Is that a true memory? Was I really that precocious? Or is that just the way I'd put it if I created a scene in a novel? Yes, I think is the answer to all those questions.
It seems that The Messiah is always nibbling around the edges of various holiday happenings. Maybe someone has a CD. Maybe I hear it in a commercial. Maybe I just find myself humming it for no apparent reason.
After all, the lines are from various Advent texts, and when I hear them in church, it triggers that memory of song, which I then hum all week.
This week, I've had the bit "For He shall purify" in my brain. On the one hand, it's simple: my spouse has been practicing it, over and over. But I also wonder if I'm longing for purification. After all, my spouse has been practicing other bits too.
I've also had the Gilbert and Sullivan that they sang in my head. So I often move from "For he shall purify" to "We are gentleman of Japan." Sigh.
Maybe it's time to step up the Christmas music. I've got so many wonderful CDs and the time is so short.
My spouse and I have been trying to take a walk at night; our neighborhood is so festive with lights. Last night he sang as we walked. I said, "We're carolling." I sang a bit, but I'm fighting a sore throat, so I didn't sing as much.

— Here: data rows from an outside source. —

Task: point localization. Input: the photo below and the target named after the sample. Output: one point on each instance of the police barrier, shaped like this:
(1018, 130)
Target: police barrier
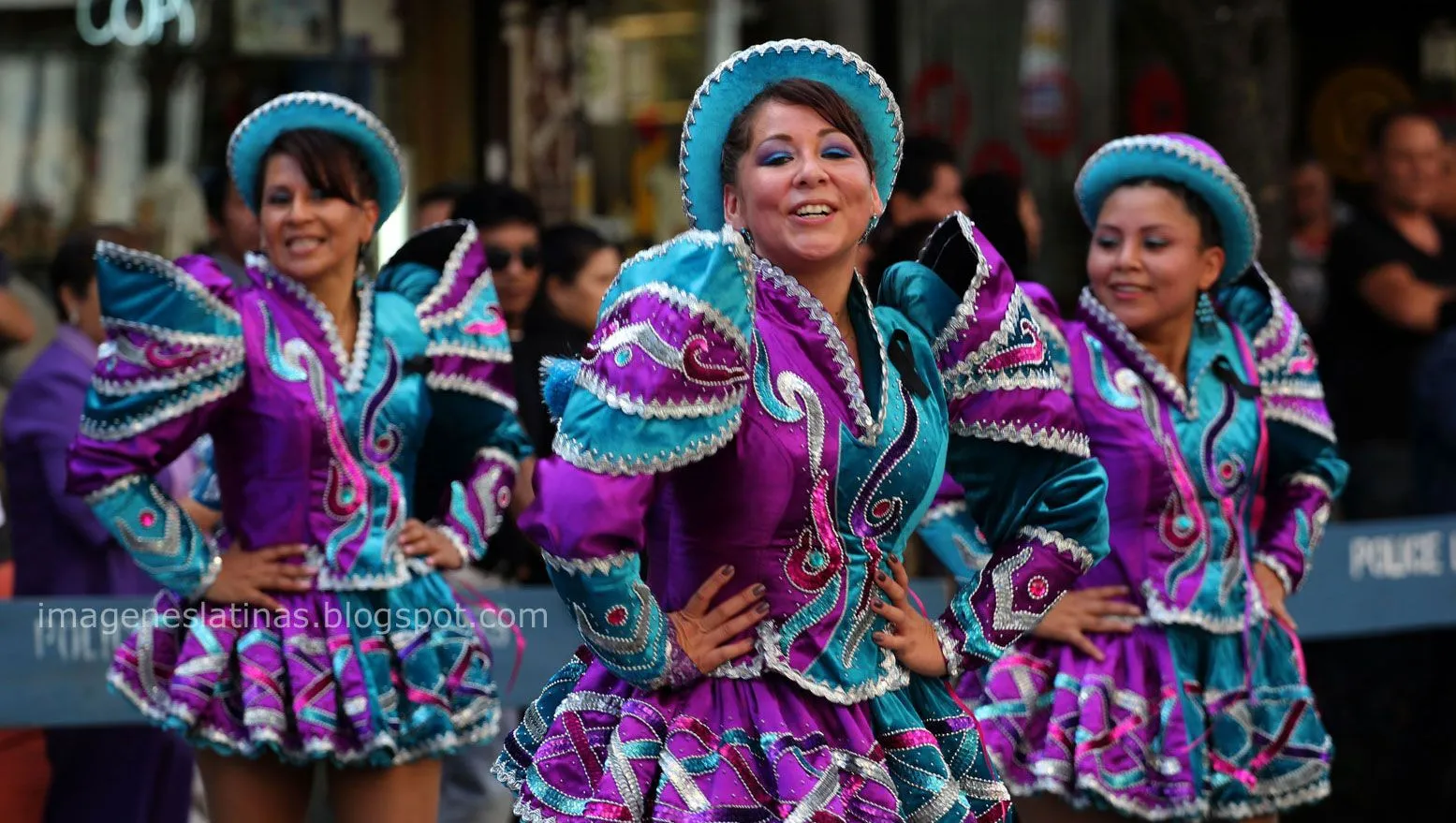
(1375, 577)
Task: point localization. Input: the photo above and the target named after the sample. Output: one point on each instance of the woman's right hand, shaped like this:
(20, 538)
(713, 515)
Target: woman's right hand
(246, 576)
(706, 634)
(1086, 610)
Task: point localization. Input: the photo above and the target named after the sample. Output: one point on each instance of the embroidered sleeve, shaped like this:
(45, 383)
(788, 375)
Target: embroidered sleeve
(1303, 479)
(206, 490)
(663, 379)
(1287, 364)
(172, 361)
(1305, 471)
(949, 531)
(1046, 524)
(475, 434)
(1001, 376)
(592, 527)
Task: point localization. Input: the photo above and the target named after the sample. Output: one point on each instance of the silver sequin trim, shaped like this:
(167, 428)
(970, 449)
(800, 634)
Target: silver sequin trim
(1054, 439)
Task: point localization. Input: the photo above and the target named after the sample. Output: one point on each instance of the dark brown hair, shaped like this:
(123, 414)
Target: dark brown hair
(332, 165)
(798, 92)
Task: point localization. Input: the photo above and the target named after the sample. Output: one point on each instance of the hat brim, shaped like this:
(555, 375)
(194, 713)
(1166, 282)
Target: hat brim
(330, 112)
(1156, 156)
(739, 79)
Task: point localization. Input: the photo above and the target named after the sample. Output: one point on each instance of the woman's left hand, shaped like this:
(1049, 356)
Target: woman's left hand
(421, 540)
(1272, 590)
(913, 639)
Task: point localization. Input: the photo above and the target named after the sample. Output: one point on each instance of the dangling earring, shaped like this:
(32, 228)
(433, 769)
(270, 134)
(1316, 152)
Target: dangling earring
(1206, 314)
(747, 236)
(874, 220)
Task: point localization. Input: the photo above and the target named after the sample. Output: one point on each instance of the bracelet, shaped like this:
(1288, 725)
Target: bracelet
(466, 558)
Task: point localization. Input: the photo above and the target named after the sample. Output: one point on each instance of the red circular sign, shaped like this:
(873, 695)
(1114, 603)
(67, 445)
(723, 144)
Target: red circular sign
(1049, 112)
(1158, 102)
(932, 79)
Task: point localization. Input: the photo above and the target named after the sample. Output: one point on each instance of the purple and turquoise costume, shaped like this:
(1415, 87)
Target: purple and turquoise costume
(375, 665)
(1203, 710)
(716, 419)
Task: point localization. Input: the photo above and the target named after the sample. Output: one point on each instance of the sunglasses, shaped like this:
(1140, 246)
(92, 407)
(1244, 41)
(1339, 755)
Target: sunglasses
(500, 258)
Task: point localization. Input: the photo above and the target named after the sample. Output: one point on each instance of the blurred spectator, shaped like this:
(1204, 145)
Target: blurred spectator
(510, 226)
(437, 203)
(1007, 213)
(123, 773)
(508, 222)
(1315, 216)
(903, 243)
(16, 324)
(577, 267)
(230, 223)
(926, 188)
(1390, 272)
(1445, 207)
(928, 185)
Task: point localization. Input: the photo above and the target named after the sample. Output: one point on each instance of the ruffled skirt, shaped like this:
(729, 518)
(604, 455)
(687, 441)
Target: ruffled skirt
(372, 678)
(1174, 724)
(596, 747)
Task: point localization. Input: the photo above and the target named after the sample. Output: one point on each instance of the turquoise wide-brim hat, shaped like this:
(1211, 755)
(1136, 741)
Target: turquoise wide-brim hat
(328, 112)
(1191, 162)
(739, 79)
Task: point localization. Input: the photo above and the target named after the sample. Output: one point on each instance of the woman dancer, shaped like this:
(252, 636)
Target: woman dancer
(749, 419)
(1168, 683)
(323, 628)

He asked me which hymns I knew all the verses to; "Joy to the World" came to mind. And just prove we could, we sang 4 verses. I know there's one more verse, maybe 2. But I was impressed we could sing those 4.
But why shouldn't we? We've been singing that song since birth, practically. It's a mainstay of Lutheran Christmas Eve services.
It's what I love about most Christmas music: it's SO singable, and we've been practicing those songs so long. I'll belt out a Christmas song without worrying that I can't do it. I'll sing parts of The Messiah without a pause, but other classical music? No way.
Could I get to that place with other music? Well, plenty of rock and roll songs are like that for me too. But other sacred music? I've probably started too late.
So, I'll enjoy the Christmas music and keep looking for chances to sing. More Christmas carol rambles around the neighborhood, more CDs, Christmas karaoke (tastefully done). Yes, time grows short, and it's time to rise up singing.